For as long as I can remember, I don’t recall my dad ever getting pissed. Now, I think I can actually see the steam coming from his ears. “You’re going out with Maria and her friends.”

How dare he order me to go out!

I’m a twenty-one year old woman. Yeah, I live under his roof but I will not be forced to go out.

After thinking it over for a moment, I laugh.

“What are you laughing at?”

He probably thinks I’m crazy. “Have you ever heard of a dad punishing his daughter for not going out?” I continue to giggle.

My dad chuckles a little but his face appears sad again. “You just reminded me of your mom. She managed to find the humor in everything.”

“Are we talking about the same person? Because the person I remember couldn’t get out of bed to take a shower, let alone find anything humorous,” I quip back.

My dad rubs his eyes and then pinches the bridge of his nose. “I’m sorry you had to deal with all of that, Reece. I didn’t know she was that bad.”
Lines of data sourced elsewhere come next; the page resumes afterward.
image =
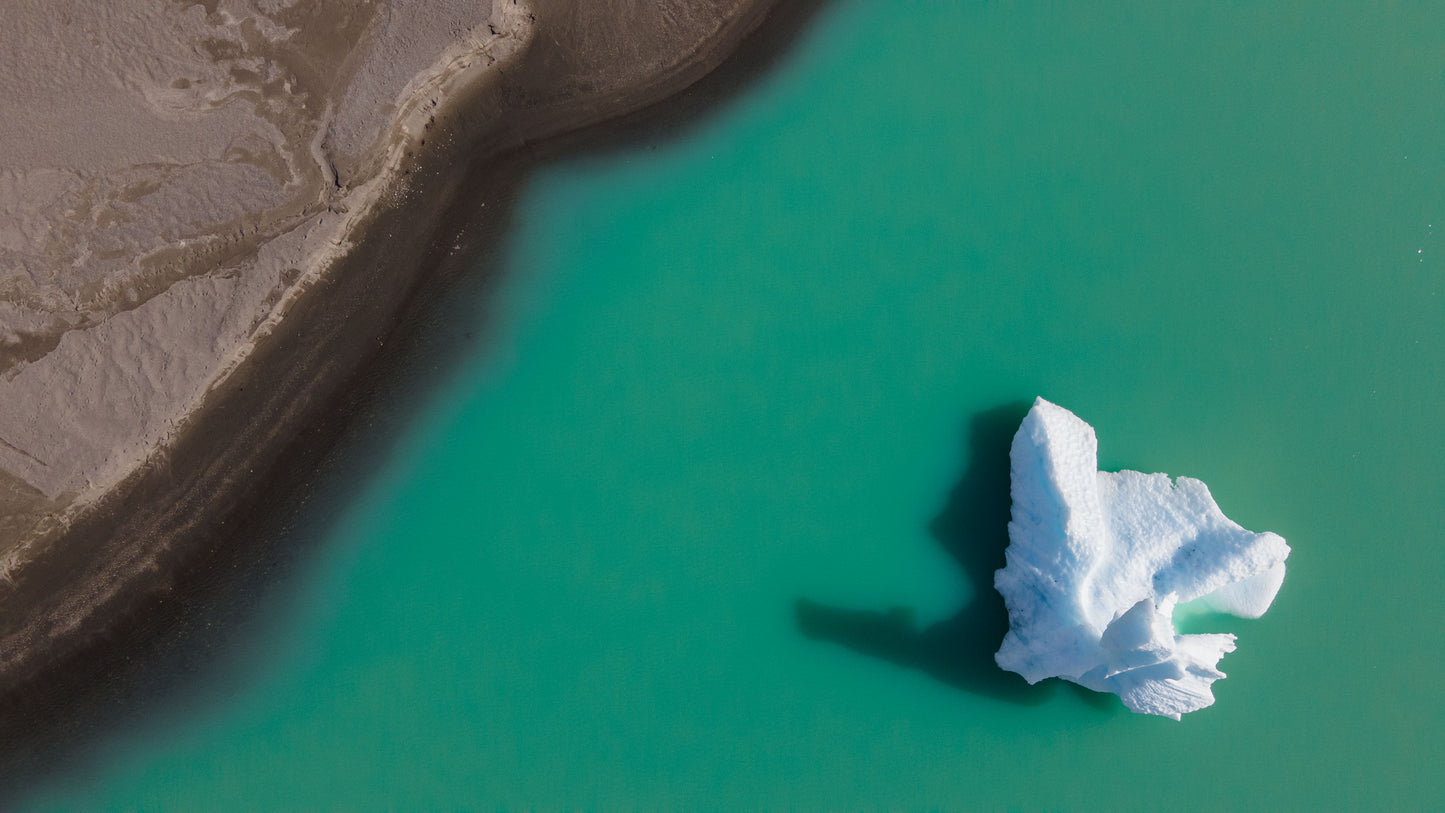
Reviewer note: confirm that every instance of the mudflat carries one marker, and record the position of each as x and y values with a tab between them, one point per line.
210	218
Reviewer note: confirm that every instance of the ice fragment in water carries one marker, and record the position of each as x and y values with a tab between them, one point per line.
1098	561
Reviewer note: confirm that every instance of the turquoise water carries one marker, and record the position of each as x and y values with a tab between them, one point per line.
747	367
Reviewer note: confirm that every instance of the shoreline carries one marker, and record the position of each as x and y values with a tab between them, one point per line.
211	513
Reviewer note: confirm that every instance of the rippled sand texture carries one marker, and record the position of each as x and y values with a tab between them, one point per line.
178	175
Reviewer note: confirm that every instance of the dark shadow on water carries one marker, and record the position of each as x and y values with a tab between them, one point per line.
973	527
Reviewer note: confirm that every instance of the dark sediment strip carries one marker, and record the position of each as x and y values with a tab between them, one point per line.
198	542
It’s not his fault. I’m just bitter that I was robbed of my adolescence. My mom was an alcoholic and I was stuck taking care of her. Part of it is my fault. When I was ten years old, my mom came to visit me at my grandmother’s house. She was so freaking cool and young. I wanted my mom in my life. I begged my dad and grandmother to let me go live with her in Florida. At first, my dad fought me on the idea. Eventually, he gave in because my mom convinced him that she was mature enough to take care of a kid and that she deserved time with me.
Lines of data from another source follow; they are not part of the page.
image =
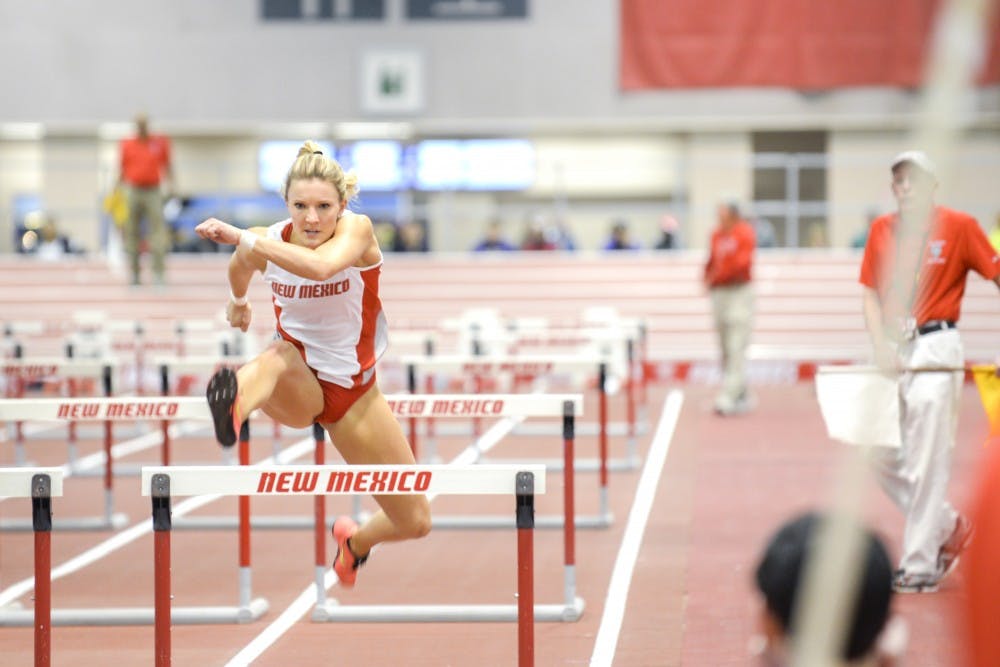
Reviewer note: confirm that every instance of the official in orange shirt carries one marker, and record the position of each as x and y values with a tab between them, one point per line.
728	279
144	171
913	272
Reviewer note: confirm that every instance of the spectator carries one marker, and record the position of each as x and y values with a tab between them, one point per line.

My mom and dad had me when they were fifteen years old. My dad’s mom recognized that neither one of my parents could raise a baby on their own. Although my dad lived in the house with my grandmother, she basically took care of me until I was ten years old.

My mom didn’t have much to do with me after she had me. When she was seventeen, her parents moved to Florida and she went with them. Mom came home twice a year to see me. Her last visit home, she planted the idea of me going to Florida with her when she left.

As a ten-year old kid without a mom, the idea wasn’t horrible. I was having a rough time at school with some kids. Plus, I loved interacting with my mom on her visits home. We did fun things. Mom would do my hair and makeup. We did girly activities. I definitely was persuaded by the lack of feminine influence in my life.

On top of that, my dad was a twenty-five-year-old single guy. Occasionally, he allowed his girlfriends to meet me. I would get attached to them and then he’d break up with them. I’d never admit it to him, but it sucked. My hopes would rise and then fall with each entry and exit of a new girlfriend.

At first, being in Florida with my mom was great. We lived in a little apartment by the ocean. My grandparents lived nearby and would visit quite often. During the week, my mom was the perfect parent. On the weekends, I was shipped off to my grandparents so she could go out and party with her friends.

Eventually, the partying did get out of hand. It didn’t matter if it was a weekday or weekend night. My grandparents grew tired of watching me five nights a week, as did my mom. Her parents wanted my mom to ship me back home to my dad. My mom refused.

As time went on, I began preparing meals and cleaning for my mom. Most of the time, I came home to an empty apartment. When she was home, I was cleaning up alcohol-induced vomit or kicking guys out. Kicking the guys out was harder when I became a teenager. When mom passed out and couldn’t fulfill their desires, they tried to turn to me. The bastards never had a chance. My dad never taught me to curl my hair, but he taught me to fight. Not one of my mom’s ‘boyfriends’ left without a black eye or swollen lip.

After I graduated high school, I nixed going to college so I could take care of my mom. I was able to take a few online courses here and there before the situation became out of control. By the time I noticed my mom was going under, it was too late. My mom was malnourished and her liver was shot. She was gone by the time I was twenty years old.